Ungava eyes more legal action

Vancouver — Still fuming over the inclusion of a key piece of ground into Canadian Royalties‘ (CZZ-T) Phoenix nickel-copper-platinum-palladium property in northern Quebec, Ungava Minerals (UNGV-C) has now filed a statement of claim against the University of Toronto and James Mungall for breach of contract.

In early 1999, Ungava Minerals hired Mungall of the University of Toronto to recover samples from its Ungava trough properties originally collected in 1997, and then to analyze them for both major and trace elements. The samples comprised drill core from the Expo Ungava deposit, as well as grab samples collected elsewhere on the property.

Ungava Minerals claims that if the samples were analyzed, as instructed, platinum group metals would have been found. The junior does not know whether or not the analysis was carried out before the company inked an option agreement allowing Canadian Royalties the right to earn an 80% stake in the Ungava property.

This marks the second legal manoeuvre by Ungava Minerals. In early April, Ungava Minerals sent notice to Canadian Royalties that the junior was in default of its option and joint-venture agreement because the border area, which includes the Mesamax NW grid and TK copper-nickel platinum-palladium discovery, was subsequently included into the Phoenix property.

Canadian Royalties says Ungava Minerals properly transferred the land in question when the Expo-Ungava property was expanded and the boundary repositioned in June 2001. Also, it maintains that the allegations by Ungava Minerals are frivolous and wholly without merit.
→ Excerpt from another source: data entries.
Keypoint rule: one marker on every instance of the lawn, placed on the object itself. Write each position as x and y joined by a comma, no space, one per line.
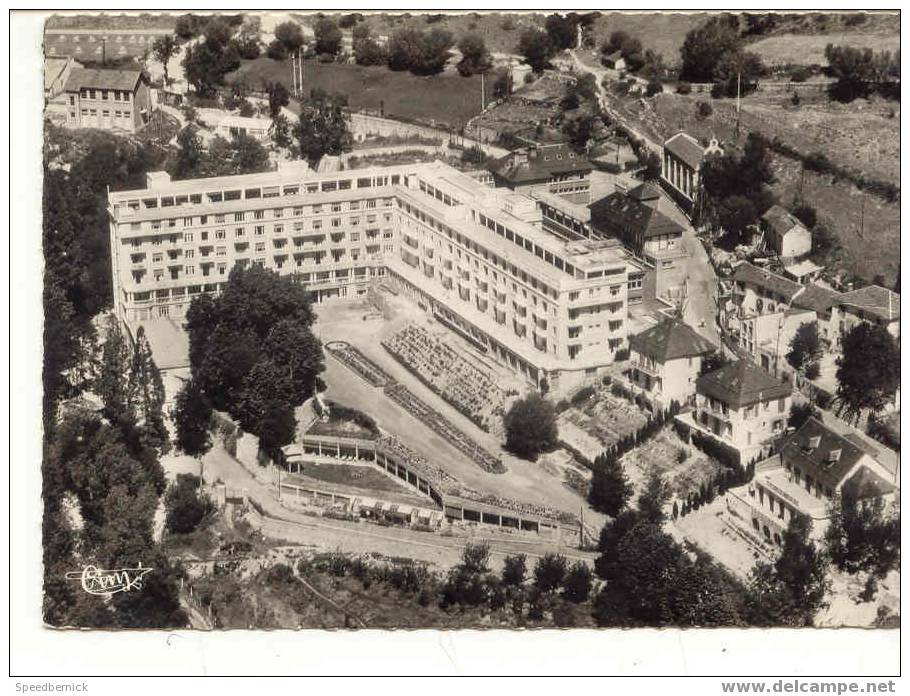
447,99
800,49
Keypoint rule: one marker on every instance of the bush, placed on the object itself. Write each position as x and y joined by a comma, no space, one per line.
550,572
277,50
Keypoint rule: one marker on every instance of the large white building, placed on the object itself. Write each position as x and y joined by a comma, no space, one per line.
478,258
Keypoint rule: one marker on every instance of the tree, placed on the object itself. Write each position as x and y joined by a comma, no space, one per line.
562,30
654,497
868,370
278,97
185,507
799,414
192,414
805,348
792,590
323,130
536,47
652,582
610,489
738,70
328,37
280,131
863,535
475,57
530,426
577,584
549,572
514,569
164,49
291,35
242,350
705,46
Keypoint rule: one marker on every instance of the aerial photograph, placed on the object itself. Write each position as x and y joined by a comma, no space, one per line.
470,320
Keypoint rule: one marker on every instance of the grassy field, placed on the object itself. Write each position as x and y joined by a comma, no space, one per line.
863,136
499,31
447,99
800,49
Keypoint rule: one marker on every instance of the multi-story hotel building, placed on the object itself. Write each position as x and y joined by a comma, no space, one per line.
478,258
118,100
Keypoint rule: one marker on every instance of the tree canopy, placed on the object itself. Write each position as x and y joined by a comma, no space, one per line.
868,369
252,351
530,426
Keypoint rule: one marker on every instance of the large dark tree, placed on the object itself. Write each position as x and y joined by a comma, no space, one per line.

Last year, Canadian Royalties hit significant platinum-palladium mineralization in the TK area of the Phoenix property, which is 20 km south of Falconbridge‘s (FL-T) Raglan mine in Nunavik. Hole 4 cut the most significant mineralized lens; drilled at 85 it intersected 2.7% nickel, 0.78% copper, 0.13% cobalt and 2.67 grams combined platinum-palladium-gold per tonne over 5.4 metres from 128 metres down-hole. Just below the massive sulphide intercept, a 1.1-metre section ran 6.48 grams combined platinum-palladium-gold.
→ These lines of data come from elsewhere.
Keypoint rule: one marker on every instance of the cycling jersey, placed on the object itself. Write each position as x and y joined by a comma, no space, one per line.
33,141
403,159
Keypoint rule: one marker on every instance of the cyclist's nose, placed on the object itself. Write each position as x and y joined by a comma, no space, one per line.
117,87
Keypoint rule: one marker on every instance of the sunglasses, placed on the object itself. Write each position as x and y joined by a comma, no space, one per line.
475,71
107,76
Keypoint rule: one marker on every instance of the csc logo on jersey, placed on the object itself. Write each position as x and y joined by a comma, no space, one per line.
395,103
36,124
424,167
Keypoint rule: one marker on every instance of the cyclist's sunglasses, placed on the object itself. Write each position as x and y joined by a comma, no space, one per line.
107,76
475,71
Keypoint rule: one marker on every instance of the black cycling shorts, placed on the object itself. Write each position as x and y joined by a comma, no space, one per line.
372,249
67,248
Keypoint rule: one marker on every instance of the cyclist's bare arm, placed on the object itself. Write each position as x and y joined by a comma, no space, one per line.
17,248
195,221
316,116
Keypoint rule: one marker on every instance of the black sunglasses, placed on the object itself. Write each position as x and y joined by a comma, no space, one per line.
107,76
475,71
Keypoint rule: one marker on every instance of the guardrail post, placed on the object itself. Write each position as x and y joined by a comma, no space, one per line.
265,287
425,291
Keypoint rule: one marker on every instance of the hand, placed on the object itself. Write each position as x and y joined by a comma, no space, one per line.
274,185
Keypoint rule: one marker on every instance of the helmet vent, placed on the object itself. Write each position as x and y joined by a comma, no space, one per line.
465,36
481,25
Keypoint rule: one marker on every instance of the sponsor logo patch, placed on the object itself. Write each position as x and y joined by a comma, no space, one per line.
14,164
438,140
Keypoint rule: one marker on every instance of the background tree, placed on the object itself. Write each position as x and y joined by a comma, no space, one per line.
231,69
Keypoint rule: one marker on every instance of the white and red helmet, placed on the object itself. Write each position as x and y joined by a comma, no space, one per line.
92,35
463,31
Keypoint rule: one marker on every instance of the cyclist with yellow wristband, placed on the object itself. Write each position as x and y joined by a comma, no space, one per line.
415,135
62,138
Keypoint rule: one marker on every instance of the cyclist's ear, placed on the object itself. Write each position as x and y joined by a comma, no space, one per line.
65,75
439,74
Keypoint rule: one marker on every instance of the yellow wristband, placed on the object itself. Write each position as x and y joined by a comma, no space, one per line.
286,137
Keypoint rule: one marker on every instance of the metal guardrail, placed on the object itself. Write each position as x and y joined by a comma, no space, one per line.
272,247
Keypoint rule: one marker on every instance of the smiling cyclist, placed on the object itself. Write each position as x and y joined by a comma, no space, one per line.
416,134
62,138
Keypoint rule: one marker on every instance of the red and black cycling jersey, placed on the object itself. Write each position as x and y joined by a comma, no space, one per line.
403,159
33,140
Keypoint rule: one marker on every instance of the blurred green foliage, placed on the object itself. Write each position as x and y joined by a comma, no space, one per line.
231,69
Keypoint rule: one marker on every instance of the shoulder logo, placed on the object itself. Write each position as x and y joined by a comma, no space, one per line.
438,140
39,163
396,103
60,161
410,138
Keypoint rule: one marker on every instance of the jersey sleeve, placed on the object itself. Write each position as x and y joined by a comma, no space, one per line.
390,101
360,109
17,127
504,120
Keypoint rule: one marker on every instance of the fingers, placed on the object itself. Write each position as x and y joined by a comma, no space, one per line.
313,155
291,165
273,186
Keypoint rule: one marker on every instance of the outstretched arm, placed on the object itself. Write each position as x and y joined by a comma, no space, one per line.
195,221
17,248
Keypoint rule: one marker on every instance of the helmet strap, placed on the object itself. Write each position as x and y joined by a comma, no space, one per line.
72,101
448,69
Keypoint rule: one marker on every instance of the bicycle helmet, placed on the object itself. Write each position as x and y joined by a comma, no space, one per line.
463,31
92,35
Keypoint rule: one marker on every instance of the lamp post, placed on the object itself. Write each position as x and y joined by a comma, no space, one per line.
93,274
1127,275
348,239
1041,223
The new discovery is 6 km east of the Expo-Ungava deposit. Mineralization is associated with disseminated, net-textured and even massive sulphides within, and adjacent to, an ultramafic host. The holes define a broad zone of platinum-palladium-gold and sulphide mineralization that extends from surface to a vertical depth of 130 metres and stretch in a north-south direction for some 75 metres.

The ultramafic host at the TK Area represents the same ultramafic body that extends easterly to the Mesamax Northwest and Mesamax Main platinum-group-metal (PGM) zones.

Lying 15 km south of the Raglan nickel mine and mill complex, the Expo-Ungava property hosts three mineralized structures discovered in the 1960s, namely Expo, Cominga and Mesamax. Work by Amax Minerals on the Expo prospect in the 1970s led to a resource of 19 million tons grading 0.47% nickel and 0.51% copper with significant cobalt and precious metal credits. Included in that resource are 4.2 million tons grading 0.75% nickel and 0.85% copper considered amenable to open-pit mining at a waste-to-ore ratio of 2.75-to-1. Explored over a strike length of 900 metres, mineralization consists of disseminated pyrrhotite, chalcopyrite and pentlandite in a serpentinite intrusive rock. Previous work had identified seven other mineralized zones and 11 electromagnetic anomalies.

Canadian Royalties subsequently recalculated the resource, which now stands at 17 million tonnes grading 0.6% nickel and 0.8% copper. Included is a higher-grade core of some 3 million tonnes grading 1% nickel and 1% copper.